"Ando no rastro dos poetas, porém descalça... Quero sentir as sensações que eles deixam por ai"



quarta-feira, 17 de julho de 2013


Ela tinha a beleza tranquila da maturidade.
Alguns fios de cabelo branco davam ao seu rosto um encanto especial.
De hábitos domésticos e simples, um de seus prazeres era assentar-se numa poltrona e entrar na bolha que a leitura cria.
Quem lê está num outro mundo, muito distante.

O marido a observava de longe. Olhos que observam são aqueles que olham quando o outro não está olhando. Seu olhar era o de apaixonado que desconfia, olhar de ciúme. Os olhos do ciumento vigiam.
Vigiam gestos, movimentos, horas, sorrisos.
Vigiam porque as modulações silenciosas e distraídas da pessoa amada podem conter revelações sobre aquilo que ela esta pensando.

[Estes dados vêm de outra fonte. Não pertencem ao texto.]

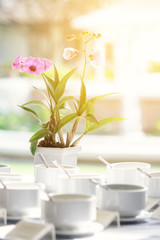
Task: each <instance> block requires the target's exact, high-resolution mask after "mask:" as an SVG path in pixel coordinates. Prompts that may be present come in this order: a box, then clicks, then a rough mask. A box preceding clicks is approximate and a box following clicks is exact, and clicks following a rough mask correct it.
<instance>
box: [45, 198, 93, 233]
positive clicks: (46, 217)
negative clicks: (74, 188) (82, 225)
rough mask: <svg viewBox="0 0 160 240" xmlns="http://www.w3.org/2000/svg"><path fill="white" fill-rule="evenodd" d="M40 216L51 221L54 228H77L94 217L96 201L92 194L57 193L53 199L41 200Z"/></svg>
mask: <svg viewBox="0 0 160 240" xmlns="http://www.w3.org/2000/svg"><path fill="white" fill-rule="evenodd" d="M41 212H42V218H43V219H44V220H45V221H46V222H50V223H53V224H54V225H55V227H56V229H61V228H70V229H71V228H75V227H76V228H77V227H80V226H82V225H86V224H87V223H89V222H91V221H94V220H95V219H96V203H95V198H94V197H93V196H87V195H79V194H58V195H54V196H53V201H48V200H42V201H41Z"/></svg>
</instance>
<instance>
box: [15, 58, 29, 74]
mask: <svg viewBox="0 0 160 240" xmlns="http://www.w3.org/2000/svg"><path fill="white" fill-rule="evenodd" d="M25 59H26V58H22V56H18V57H17V58H16V60H15V61H14V62H13V64H12V68H14V69H19V71H20V72H24V71H25V70H26V69H25V65H24V62H25Z"/></svg>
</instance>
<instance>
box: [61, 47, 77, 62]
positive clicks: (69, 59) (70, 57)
mask: <svg viewBox="0 0 160 240" xmlns="http://www.w3.org/2000/svg"><path fill="white" fill-rule="evenodd" d="M78 53H79V51H78V50H76V49H74V48H65V49H64V52H63V58H64V59H65V60H71V59H72V58H73V57H75V56H76V55H77V54H78Z"/></svg>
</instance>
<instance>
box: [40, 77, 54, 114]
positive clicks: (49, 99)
mask: <svg viewBox="0 0 160 240" xmlns="http://www.w3.org/2000/svg"><path fill="white" fill-rule="evenodd" d="M41 75H42V78H43V80H44V82H45V85H46V88H47V93H48V97H49V101H50V111H51V113H52V114H53V104H52V99H51V95H50V92H49V89H48V85H47V82H46V79H45V77H44V75H43V73H42V74H41Z"/></svg>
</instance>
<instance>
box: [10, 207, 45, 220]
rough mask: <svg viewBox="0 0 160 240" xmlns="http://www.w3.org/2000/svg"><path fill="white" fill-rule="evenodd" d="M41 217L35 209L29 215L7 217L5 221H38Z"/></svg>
mask: <svg viewBox="0 0 160 240" xmlns="http://www.w3.org/2000/svg"><path fill="white" fill-rule="evenodd" d="M40 217H41V211H40V209H35V210H34V211H32V212H31V213H30V214H24V215H23V214H12V215H7V220H12V221H19V220H24V219H39V218H40Z"/></svg>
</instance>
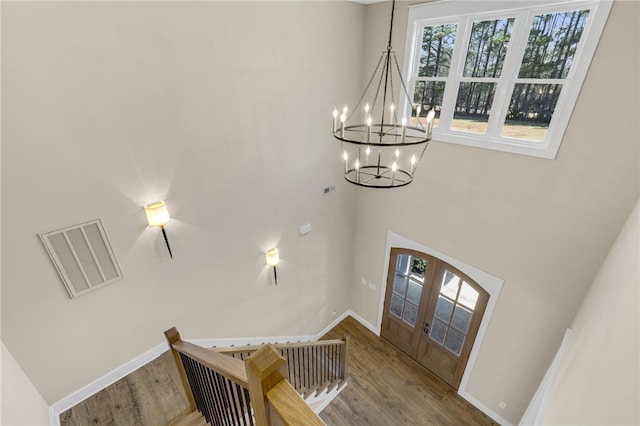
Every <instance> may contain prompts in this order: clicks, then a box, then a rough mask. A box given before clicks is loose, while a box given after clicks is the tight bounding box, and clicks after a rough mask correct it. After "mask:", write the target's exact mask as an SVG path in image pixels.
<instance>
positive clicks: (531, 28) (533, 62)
mask: <svg viewBox="0 0 640 426" xmlns="http://www.w3.org/2000/svg"><path fill="white" fill-rule="evenodd" d="M588 15H589V11H588V10H574V11H570V12H559V13H550V14H547V15H538V16H535V17H534V18H533V23H532V24H531V31H530V32H529V40H528V42H527V48H526V50H525V52H524V58H523V59H522V66H521V67H520V73H519V74H518V77H519V78H567V75H568V74H569V68H570V67H571V64H572V62H573V57H574V56H575V53H576V49H577V47H578V42H579V41H580V37H581V36H582V30H583V29H584V26H585V24H586V22H587V16H588Z"/></svg>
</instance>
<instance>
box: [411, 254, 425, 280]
mask: <svg viewBox="0 0 640 426" xmlns="http://www.w3.org/2000/svg"><path fill="white" fill-rule="evenodd" d="M426 270H427V261H426V260H425V259H419V258H417V257H414V258H413V262H412V263H411V278H412V279H414V280H418V281H420V282H424V272H425V271H426Z"/></svg>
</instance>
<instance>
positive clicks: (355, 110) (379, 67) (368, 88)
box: [347, 54, 384, 121]
mask: <svg viewBox="0 0 640 426" xmlns="http://www.w3.org/2000/svg"><path fill="white" fill-rule="evenodd" d="M383 57H384V54H383V55H381V56H380V59H378V64H377V65H376V69H375V70H374V71H373V74H372V75H371V78H370V79H369V82H368V83H367V87H366V88H365V89H364V92H363V93H362V96H360V100H358V103H357V104H356V106H355V108H353V111H351V112H350V113H349V115H348V117H347V121H348V120H349V119H350V118H351V116H352V115H353V113H354V112H356V111H357V110H358V107H359V106H360V104H362V100H363V99H364V97H365V96H367V92H368V91H369V87H371V83H372V82H373V79H374V78H375V77H376V74H377V73H378V69H380V64H381V63H382V58H383Z"/></svg>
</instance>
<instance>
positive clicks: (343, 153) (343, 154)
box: [342, 151, 349, 175]
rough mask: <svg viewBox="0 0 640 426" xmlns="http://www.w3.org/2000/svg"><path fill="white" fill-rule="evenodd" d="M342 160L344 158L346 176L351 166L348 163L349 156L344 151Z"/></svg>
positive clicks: (344, 172) (344, 171) (347, 154)
mask: <svg viewBox="0 0 640 426" xmlns="http://www.w3.org/2000/svg"><path fill="white" fill-rule="evenodd" d="M342 158H344V174H345V175H346V174H347V172H348V171H349V164H348V163H347V160H348V159H349V154H347V151H344V152H343V153H342Z"/></svg>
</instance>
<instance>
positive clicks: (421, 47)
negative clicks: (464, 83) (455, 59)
mask: <svg viewBox="0 0 640 426" xmlns="http://www.w3.org/2000/svg"><path fill="white" fill-rule="evenodd" d="M457 27H458V26H457V25H456V24H445V25H435V26H431V27H425V28H424V30H423V32H422V42H421V46H420V64H419V67H418V76H420V77H447V76H448V75H449V67H450V66H451V57H452V55H453V45H454V41H455V37H456V29H457Z"/></svg>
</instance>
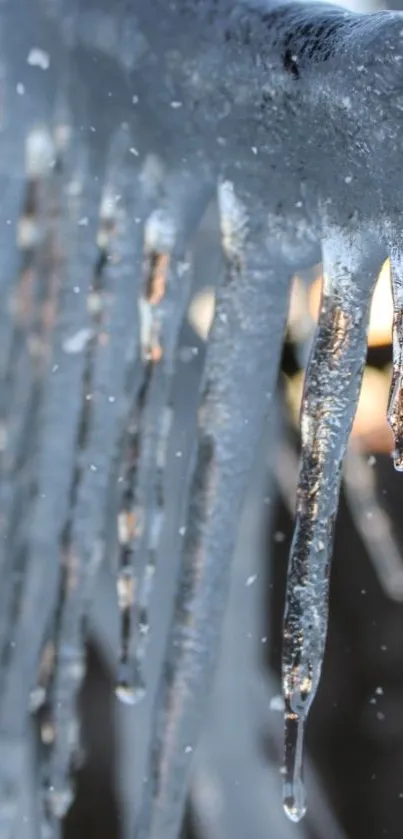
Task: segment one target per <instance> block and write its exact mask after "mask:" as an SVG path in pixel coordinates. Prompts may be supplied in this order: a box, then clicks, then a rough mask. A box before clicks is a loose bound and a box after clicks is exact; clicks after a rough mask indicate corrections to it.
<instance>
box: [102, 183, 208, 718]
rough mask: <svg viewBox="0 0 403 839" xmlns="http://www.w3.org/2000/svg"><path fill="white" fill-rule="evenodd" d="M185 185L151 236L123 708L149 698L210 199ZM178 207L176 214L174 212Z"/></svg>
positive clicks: (127, 473) (149, 234)
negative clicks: (204, 228)
mask: <svg viewBox="0 0 403 839" xmlns="http://www.w3.org/2000/svg"><path fill="white" fill-rule="evenodd" d="M178 181H179V183H178ZM186 186H187V188H188V189H187V191H186V192H185V195H184V196H183V197H182V202H181V203H182V204H183V206H182V207H181V206H180V204H179V207H178V198H177V192H178V191H180V188H181V182H180V179H178V178H177V179H174V181H173V184H172V185H170V193H171V194H169V195H168V208H169V209H166V211H165V212H164V211H156V212H155V213H154V214H153V215H152V217H150V219H149V220H148V222H147V225H146V231H145V249H146V255H147V257H148V263H149V276H147V277H146V289H145V295H144V299H143V307H142V310H141V311H142V312H143V317H144V314H145V316H146V318H147V323H146V324H144V323H143V329H142V351H143V355H144V357H145V359H146V373H145V376H144V379H143V383H142V388H141V392H140V394H139V396H138V397H137V398H136V399H135V405H134V416H133V420H132V423H133V424H134V433H133V432H131V433H130V432H129V442H128V446H129V449H130V448H131V451H132V456H131V457H130V456H129V458H128V464H127V467H128V471H127V474H126V490H125V498H126V500H125V505H126V506H125V509H123V510H121V513H120V521H121V522H123V523H125V524H124V534H123V535H122V549H121V566H120V573H119V576H118V592H119V594H120V603H121V615H122V620H121V657H120V658H121V661H120V673H119V679H118V686H117V691H116V692H117V695H118V697H119V698H121V699H122V700H123V701H125V702H137V701H139V700H140V699H141V698H142V697H143V696H144V692H145V677H144V673H143V663H144V659H145V655H146V649H147V640H148V635H149V607H150V601H151V594H152V588H153V578H154V573H155V567H156V558H157V552H158V547H159V536H160V531H161V527H162V521H163V510H164V497H163V496H164V485H163V481H164V472H165V460H166V451H167V445H168V437H169V431H170V425H171V420H172V408H171V406H170V392H171V385H172V377H173V372H174V361H175V350H176V345H177V340H178V334H179V329H180V327H181V324H182V320H183V317H184V314H185V310H186V306H187V302H188V297H189V292H190V277H189V276H188V273H189V270H188V269H189V265H188V264H186V263H185V262H184V258H183V257H184V254H183V253H182V248H183V247H184V244H185V242H186V241H187V240H188V238H189V236H190V235H191V233H192V232H193V228H194V226H195V225H196V224H197V222H198V221H199V219H200V217H201V215H202V212H203V211H204V209H205V206H206V203H207V199H208V191H207V190H206V188H205V186H204V183H203V182H202V183H201V184H200V183H198V184H197V185H196V182H195V179H193V178H191V179H190V183H187V184H186ZM172 203H174V207H171V206H170V204H172ZM175 203H176V206H175ZM189 207H191V208H192V212H189ZM189 217H190V222H189ZM136 396H137V394H135V397H136ZM133 457H134V461H135V462H133Z"/></svg>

O ciumento suspeita que o ser amado lhe esconda alguma coisa.
Olha na esperança de ver algo escondido, de entrar dentro do segredo do outro. O ciumento detesta os pensamentos.
Por mais que os vigie, eles estão além de sua vigilância.
Ele queria adivinhar seus pensamentos.
E a sua vigilância se exacerbava quando ela sorria ou ria.
Como explicar este sorriso se ele, o marido, não estava dentro do livro?
Ela não precisava dele pra ser feliz.
Porque ali, mergulhada no livro, o marido não existia...

O ciúme nasce quando se toma consciência de que a pessoa amada é livre. Ela é um pássaro pousado no ombro.
Nada o prende. Pode voar quando quiser.